Another copyright problem: Images of high-fashion clothes from runways are posted immediately on the Internet or in other media. Mega companies then make cheap knockoffs and get them in stores before the designer's originals become available.
"In some cases, they are shortening the traditional cycle of trends to the point where they are over before they begin," Becker said. "It's a breakneck business. It's very fast.
"There are lots of incredibly fun things about it, too. I went to amazing parties and met wonderful people. There's definitely a glamorous side to it, but it's extremely stressful."
Middle of cornfields
As she worked as a freelancer, Becker also helped her mother make costumes for the plays she directed at a New Jersey high school.
After three years of doing that as well as teaching costume workshops, Becker was offered a position teaching art, drama and mass media at a private high school in Massachusetts.

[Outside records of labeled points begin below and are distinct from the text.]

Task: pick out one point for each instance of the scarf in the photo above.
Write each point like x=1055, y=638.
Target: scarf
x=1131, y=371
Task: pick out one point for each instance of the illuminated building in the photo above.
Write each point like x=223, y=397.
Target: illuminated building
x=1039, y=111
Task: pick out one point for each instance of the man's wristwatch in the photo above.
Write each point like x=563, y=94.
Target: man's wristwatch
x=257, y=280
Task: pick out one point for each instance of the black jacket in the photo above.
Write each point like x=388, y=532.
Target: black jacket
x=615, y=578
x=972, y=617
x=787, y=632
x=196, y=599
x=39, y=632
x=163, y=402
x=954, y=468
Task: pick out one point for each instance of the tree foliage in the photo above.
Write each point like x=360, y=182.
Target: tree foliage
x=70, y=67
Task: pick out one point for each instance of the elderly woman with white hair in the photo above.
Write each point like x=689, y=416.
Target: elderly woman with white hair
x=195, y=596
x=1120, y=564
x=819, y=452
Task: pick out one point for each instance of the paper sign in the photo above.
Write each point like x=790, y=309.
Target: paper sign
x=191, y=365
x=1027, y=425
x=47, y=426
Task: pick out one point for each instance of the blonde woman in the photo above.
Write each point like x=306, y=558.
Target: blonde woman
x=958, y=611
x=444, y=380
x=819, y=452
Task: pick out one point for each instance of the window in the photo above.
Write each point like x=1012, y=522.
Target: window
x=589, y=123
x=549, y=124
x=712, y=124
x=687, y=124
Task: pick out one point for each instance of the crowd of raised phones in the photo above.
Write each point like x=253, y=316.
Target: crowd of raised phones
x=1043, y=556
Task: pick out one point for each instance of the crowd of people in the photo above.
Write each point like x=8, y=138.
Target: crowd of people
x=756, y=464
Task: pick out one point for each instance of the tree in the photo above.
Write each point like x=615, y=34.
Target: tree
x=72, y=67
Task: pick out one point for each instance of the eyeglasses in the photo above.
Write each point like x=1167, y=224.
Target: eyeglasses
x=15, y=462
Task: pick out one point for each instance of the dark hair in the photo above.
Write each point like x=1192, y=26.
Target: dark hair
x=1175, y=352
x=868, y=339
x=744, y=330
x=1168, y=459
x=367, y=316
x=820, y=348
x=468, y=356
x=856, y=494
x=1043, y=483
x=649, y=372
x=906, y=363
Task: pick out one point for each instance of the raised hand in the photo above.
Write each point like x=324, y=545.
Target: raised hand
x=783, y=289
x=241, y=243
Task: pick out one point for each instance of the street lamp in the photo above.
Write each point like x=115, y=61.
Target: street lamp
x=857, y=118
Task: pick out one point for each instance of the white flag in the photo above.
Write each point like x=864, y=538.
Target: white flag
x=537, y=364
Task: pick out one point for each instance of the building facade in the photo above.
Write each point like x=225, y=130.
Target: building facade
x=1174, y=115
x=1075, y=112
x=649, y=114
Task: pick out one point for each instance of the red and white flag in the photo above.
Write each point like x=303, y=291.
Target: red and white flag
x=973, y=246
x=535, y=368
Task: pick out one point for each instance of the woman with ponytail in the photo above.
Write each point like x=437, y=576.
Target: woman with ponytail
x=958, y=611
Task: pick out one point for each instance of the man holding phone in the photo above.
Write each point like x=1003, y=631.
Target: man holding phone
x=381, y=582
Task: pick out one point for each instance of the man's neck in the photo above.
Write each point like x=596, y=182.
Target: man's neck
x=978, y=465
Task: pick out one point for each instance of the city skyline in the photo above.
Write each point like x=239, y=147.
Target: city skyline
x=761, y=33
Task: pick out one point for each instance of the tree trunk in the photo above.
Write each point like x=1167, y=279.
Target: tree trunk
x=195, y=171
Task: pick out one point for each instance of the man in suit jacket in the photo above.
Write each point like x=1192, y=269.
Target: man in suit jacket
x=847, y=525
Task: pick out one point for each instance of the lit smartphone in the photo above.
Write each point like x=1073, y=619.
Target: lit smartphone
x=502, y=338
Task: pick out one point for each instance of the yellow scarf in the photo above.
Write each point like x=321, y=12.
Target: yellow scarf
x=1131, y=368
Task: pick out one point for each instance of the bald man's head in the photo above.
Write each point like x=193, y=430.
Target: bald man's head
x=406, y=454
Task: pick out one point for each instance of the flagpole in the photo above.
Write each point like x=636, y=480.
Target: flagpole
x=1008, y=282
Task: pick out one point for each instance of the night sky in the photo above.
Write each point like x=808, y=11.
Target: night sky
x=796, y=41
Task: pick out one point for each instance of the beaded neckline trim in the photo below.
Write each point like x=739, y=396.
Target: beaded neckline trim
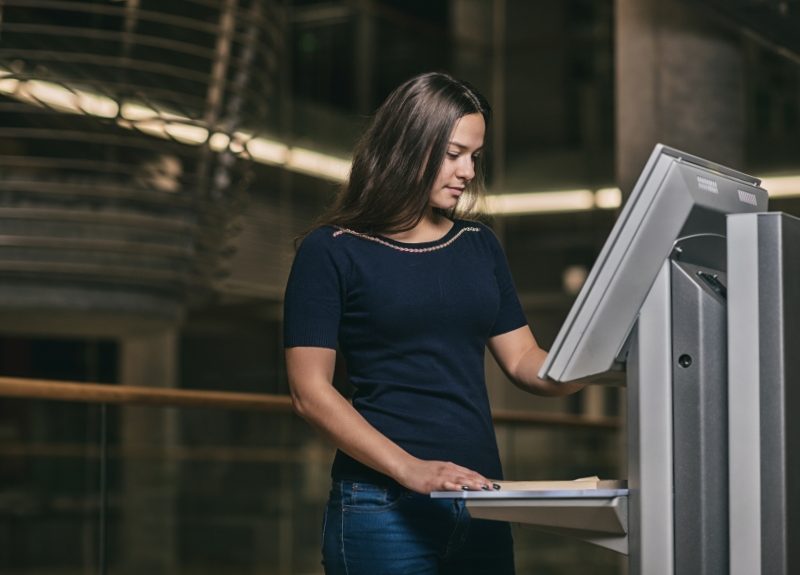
x=378, y=240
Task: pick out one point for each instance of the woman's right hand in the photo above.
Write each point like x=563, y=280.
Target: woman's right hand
x=426, y=476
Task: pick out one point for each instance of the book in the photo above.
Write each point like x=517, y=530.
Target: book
x=563, y=485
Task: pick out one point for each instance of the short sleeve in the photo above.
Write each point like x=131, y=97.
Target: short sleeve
x=509, y=315
x=314, y=294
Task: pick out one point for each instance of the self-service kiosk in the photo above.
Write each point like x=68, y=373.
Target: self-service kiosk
x=696, y=296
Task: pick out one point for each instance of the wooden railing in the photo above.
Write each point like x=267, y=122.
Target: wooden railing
x=170, y=397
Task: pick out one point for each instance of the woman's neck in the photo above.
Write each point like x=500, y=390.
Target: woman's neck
x=430, y=228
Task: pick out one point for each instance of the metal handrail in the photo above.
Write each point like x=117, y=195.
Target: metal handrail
x=275, y=403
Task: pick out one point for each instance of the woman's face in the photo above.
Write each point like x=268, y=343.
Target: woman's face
x=458, y=167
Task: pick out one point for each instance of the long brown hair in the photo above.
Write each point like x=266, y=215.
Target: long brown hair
x=397, y=159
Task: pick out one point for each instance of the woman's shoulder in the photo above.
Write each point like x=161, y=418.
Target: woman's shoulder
x=476, y=225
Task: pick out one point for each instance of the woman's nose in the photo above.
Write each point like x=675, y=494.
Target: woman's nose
x=466, y=168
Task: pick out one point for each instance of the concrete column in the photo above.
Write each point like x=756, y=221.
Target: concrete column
x=148, y=491
x=679, y=82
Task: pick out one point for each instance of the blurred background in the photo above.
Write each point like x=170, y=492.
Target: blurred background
x=157, y=160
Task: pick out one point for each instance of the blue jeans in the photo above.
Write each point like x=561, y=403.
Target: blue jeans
x=388, y=530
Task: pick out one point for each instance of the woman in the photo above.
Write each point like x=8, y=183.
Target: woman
x=411, y=295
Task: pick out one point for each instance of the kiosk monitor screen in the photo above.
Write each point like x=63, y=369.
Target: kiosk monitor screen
x=677, y=195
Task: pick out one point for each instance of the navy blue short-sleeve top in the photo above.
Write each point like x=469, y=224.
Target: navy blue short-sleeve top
x=412, y=321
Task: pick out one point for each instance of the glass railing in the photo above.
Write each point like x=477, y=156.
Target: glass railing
x=116, y=479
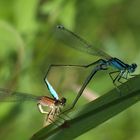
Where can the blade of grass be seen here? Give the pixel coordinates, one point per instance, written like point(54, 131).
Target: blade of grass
point(94, 113)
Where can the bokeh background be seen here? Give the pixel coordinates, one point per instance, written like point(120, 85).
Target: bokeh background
point(28, 46)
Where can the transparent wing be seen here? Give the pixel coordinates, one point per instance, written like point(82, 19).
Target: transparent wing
point(75, 41)
point(51, 89)
point(11, 96)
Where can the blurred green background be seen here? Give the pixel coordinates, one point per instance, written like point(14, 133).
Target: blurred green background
point(28, 46)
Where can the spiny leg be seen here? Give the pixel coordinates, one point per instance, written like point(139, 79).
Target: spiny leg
point(83, 87)
point(111, 73)
point(121, 77)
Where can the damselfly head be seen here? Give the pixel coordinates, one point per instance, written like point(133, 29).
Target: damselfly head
point(132, 67)
point(63, 101)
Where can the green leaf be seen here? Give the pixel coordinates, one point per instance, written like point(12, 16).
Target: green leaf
point(94, 113)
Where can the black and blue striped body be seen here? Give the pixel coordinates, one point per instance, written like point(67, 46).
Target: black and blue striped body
point(118, 64)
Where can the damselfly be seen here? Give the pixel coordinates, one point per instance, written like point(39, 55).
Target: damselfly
point(55, 104)
point(104, 63)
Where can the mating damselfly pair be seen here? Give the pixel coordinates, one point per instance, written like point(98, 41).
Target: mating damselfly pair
point(55, 104)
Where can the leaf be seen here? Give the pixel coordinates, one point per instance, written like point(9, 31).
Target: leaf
point(94, 113)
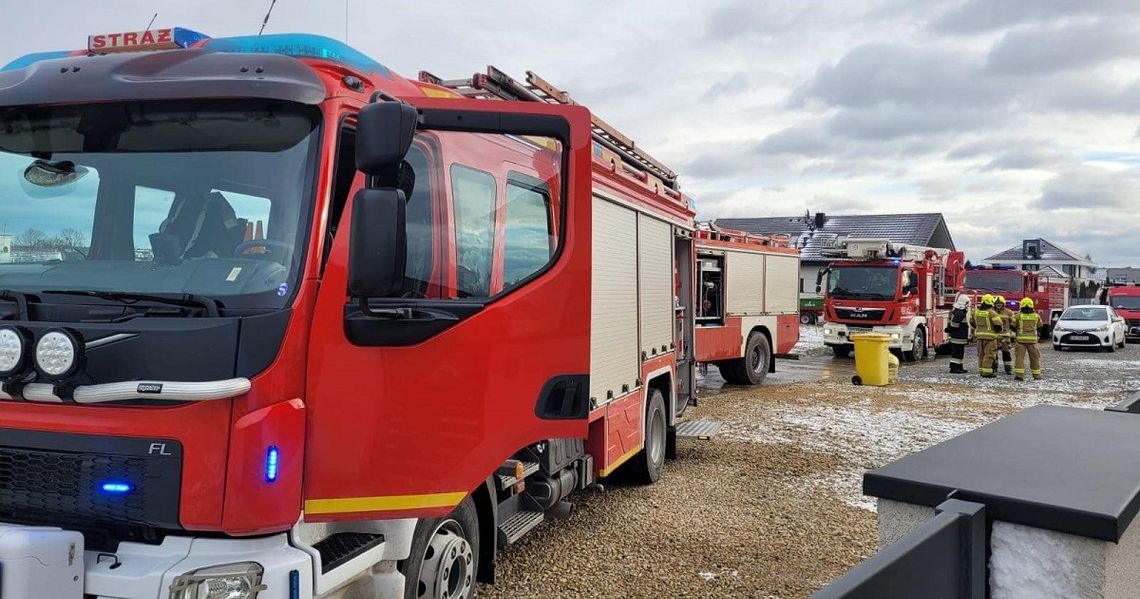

She did that for five years, and during the summers also taught fashion design at the Rhode Island School of Design.
During that time she also began to date Hamilton. They married in 1998, lived for a year in Grand Rapids, Mich., and then moved here.
They have twin sons, Cameron and Simon, who will turn 6 later this month.
"Looking back at our time here I can't believe I was so concerned about what I would do as a costume-fashion designer in the middle of the cornfields," she said.
"But now I can work with people like Deke and Jennifer Allen and Tere and Jennifer, who are at the top of their game, who are so incredibly talented and renowned throughout the country.
"It takes a while to see that that exists here — and we get the added benefit of the quality of life that the Midwest offers."